Going to extremes to preserve rare tropical plant species
On Hawaii’s ‘Garden Island’ of Kauai, botanists stage search-and-rescue missions to head off extinction of native plant species.
On the edge of a rusty-red cliff at Waimea Canyon, on the Hawaiian island of Kauai, grows a seemingly unremarkable shrub, Melanthera waimeaensis. But these narrow-leafed plants, numbering seven in all, are anything but ordinary: They’re the last of their kind growing in the wild.
M. waimeaensis is just one of hundreds of plants disappearing as invasive flora crowd out Hawaii’s native species and introduced animals (such as wild boar) disrupt local vegetation. Today 134 plant varieties (or taxa) unique to the islands are thought to be extinct, and the rate of loss is accelerating: In the past six years, 12 species have vanished. “That’s big time,” says botanist Kenneth Wood of the Hawaii-based nonprofit National Tropical Botanical Garden.

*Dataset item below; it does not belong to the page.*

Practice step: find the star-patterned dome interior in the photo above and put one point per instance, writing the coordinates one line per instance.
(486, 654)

Working alongside Hawaii’s Plant Extinction Prevention Program staff, Wood has spent decades venturing to the archipelago’s remotest corners seeking spots where rare plant species linger. From tromping through dense forest to rappelling off cliffs, the team does what’s necessary to collect seeds and cuttings and to identify areas that need protection. The goal: to preserve biodiversity for future generations.
“To me,” Wood says, “it’s self-evident that all life-forms should be treated equally” and be granted “a habitat to increase and to not be disturbed.”